It's human nature to look at the world and filter the things you see and hear through a fundamentally self-centered view of the universe. It's also human nature to hit people on the head with sticks. Some of us try to look past our own inherent prejudices and see things as they are, even if that's not in our own best interest. Others of us are IDIOTS who SAY THE DAMNDEST THINGS.

"He didn't need to woo the press anymore. The press was there at the drop of a hat. To him, almost all the experience with the press is invasive... He's developed this disdain for us." - Chuck Todd, complaining about not being invited to Obama's house for barbecue or something.

The second-best way to truly understand the limitations of journalism is to have a news story written about you or a subject you know a lot about. The absolute best way to understand this is to be a journalist and have a modicum of self-awareness, but that almost never happens, and it's certainly never happened to Chuck Todd, who's made a career out of promoting establishment narratives.

So to Chuck Todd, the fact that Obama has a disdain for the press is a pathology that needs to be explained. For the rest of us, however, it's enough to assume that Obama's actually met the press. Nobody has more stories written about them than the president, and now that we have one who's literate, he can actually see when they're wrong, or delusional, or just transcribing something they heard from Politico, who heard it from the RNC. You're lucky all he has is a palpable disdain, fuckers.

"The film’s greatest gem however is Alfred Molina as Sheik Amar, a self-described unscrupulous small businessman. He waxes moderately and eloquently about a great evil that plagues the empire: taxes. His exasperation over government attempts to control his business, and later over the secret government-run, tax-funded assassin organization that is after Dastan, left the audience I watched with laughing and even clapping. This harmless film is complete with a significant message regarding brotherly bonds and government involvement. Not a bad way to start the summer." - Big Hollywood's Darin Miller, waxing stupidly over the Prince of Persia movie.

When it comes to filtering the entire universe through an incredibly narrow mind, you can't do better than Big Hollywood. In the example above, I beg of you, avert your eyes from the complete and utter train wreck of a phrase that is "He waxes moderately and eloquently...". I know it's hard. It was hard for me, too. But treat it like the Ark of the Covenant. Avert your eyes.

Instead, look at one word. UNSCRUPULOUS. A character who is, by self-admission, engaging in unethical behavior is upset that the government is interfering in that behavior. And Darin Miller... applauds it! Because it's couched in anti-tax and anti-government rhetoric that is the very milk he suckles from Andrew Breitbart's ample teat, he actually admits, albeit inadvertently, that he wants the government to get out of the way of businessmen ripping the public off. Not a bad way to start the summer, indeed.

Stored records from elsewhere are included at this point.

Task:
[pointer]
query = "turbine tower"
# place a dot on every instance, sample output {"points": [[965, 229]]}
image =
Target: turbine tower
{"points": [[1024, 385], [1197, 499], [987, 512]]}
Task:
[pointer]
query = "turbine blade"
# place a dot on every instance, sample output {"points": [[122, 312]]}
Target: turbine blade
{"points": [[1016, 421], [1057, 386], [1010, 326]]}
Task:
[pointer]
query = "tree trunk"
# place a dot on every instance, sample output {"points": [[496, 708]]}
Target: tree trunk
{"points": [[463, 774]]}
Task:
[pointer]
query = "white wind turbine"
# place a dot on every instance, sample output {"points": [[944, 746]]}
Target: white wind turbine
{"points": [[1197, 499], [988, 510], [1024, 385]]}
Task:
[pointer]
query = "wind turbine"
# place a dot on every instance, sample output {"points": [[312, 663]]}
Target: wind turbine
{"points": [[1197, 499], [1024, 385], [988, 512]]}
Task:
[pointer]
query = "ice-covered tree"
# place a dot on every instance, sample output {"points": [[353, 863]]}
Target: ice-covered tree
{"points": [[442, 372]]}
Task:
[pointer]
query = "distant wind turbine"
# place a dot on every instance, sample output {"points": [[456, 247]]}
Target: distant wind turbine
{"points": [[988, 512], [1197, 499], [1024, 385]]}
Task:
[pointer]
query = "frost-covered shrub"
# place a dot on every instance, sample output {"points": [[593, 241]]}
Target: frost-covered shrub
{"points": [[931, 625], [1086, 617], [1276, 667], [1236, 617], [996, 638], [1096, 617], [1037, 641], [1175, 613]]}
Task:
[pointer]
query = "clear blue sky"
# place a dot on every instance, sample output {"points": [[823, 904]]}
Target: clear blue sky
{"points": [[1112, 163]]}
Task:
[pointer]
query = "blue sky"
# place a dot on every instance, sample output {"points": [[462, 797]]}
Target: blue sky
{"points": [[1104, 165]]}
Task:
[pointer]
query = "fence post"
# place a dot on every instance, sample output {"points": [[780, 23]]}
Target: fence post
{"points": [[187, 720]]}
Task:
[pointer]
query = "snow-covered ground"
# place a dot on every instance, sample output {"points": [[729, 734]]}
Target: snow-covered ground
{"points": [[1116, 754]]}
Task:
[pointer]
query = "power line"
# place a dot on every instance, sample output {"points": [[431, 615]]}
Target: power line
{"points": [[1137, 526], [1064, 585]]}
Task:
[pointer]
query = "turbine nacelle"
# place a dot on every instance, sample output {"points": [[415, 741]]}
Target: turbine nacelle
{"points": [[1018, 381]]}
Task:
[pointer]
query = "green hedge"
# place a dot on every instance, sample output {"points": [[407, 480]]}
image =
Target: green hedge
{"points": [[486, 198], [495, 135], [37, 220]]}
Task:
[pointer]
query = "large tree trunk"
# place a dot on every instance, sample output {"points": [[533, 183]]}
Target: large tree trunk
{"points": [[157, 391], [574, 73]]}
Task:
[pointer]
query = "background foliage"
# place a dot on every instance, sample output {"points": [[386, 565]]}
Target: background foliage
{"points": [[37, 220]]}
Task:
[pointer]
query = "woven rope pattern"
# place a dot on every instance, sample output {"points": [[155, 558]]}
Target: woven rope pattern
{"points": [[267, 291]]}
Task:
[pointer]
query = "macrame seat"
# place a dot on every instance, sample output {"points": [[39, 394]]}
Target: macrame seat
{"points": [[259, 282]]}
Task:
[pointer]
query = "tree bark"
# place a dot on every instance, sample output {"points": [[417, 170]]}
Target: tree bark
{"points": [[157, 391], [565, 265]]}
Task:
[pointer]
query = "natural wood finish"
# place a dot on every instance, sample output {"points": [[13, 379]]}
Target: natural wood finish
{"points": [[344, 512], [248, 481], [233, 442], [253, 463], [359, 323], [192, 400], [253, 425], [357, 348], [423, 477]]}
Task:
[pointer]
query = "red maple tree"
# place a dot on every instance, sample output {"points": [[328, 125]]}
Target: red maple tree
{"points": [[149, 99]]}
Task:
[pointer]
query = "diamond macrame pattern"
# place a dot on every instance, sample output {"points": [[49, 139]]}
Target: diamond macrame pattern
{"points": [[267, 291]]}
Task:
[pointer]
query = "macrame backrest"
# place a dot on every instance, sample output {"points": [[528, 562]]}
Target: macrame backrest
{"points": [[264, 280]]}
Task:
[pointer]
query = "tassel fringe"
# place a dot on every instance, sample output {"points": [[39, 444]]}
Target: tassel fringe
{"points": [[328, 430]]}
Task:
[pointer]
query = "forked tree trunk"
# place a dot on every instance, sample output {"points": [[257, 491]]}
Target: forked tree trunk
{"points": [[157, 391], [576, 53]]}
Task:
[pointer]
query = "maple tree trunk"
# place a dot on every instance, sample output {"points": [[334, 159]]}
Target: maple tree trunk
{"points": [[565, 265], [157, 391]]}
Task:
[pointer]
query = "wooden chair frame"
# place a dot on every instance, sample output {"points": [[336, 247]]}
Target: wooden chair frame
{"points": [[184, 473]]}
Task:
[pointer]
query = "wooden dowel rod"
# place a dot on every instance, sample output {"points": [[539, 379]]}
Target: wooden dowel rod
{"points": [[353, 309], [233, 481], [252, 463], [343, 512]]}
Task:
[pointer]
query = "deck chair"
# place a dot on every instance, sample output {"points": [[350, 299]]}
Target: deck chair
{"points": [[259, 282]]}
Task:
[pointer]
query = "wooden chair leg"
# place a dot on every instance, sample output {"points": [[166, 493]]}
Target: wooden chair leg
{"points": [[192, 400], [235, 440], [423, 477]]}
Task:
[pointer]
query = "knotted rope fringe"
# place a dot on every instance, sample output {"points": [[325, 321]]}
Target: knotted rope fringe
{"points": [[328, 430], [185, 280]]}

"I keep reading we're remaking The A-Team, but how the hell do you remake a TV series that ran four years? It's idiotic! You can re-engineer and re-imagine it, but it's definitely not a remake." - Joe Carnahan, director of The A-Team, shouting incoherently at someone from Reuters.

And while we're speaking of summer movies, Joe Carnahan needs to get over the fact that his job is making moderately shitty summer action movies. That's not a bad job, dude. It pays well, you get to rub elbows with famous people, and Reuters gives a shit what you say no matter how stupid and vain it is. That makes you better off than pretty much every one else in America. Certainly in the top 50,000.

You re-made the A-Team, motherfucker. You know how you remake a TV series that ran four years? You take the one plot it used during that whole time, work in the catchphrases and props that got used for the entire four-year run, you give a UFC homophobe a mohawk, and you throw in a bunch of action sequences, and then you run to the bank with your huge pile of money. Which, from all reports, is exactly what Carnahan did, and if he's not happy with the perceived artistic merits of his work, then he's welcome to go write books of poetry for the rest of his life and let some other grateful sucker take over the film remake of Jake and the Fatman.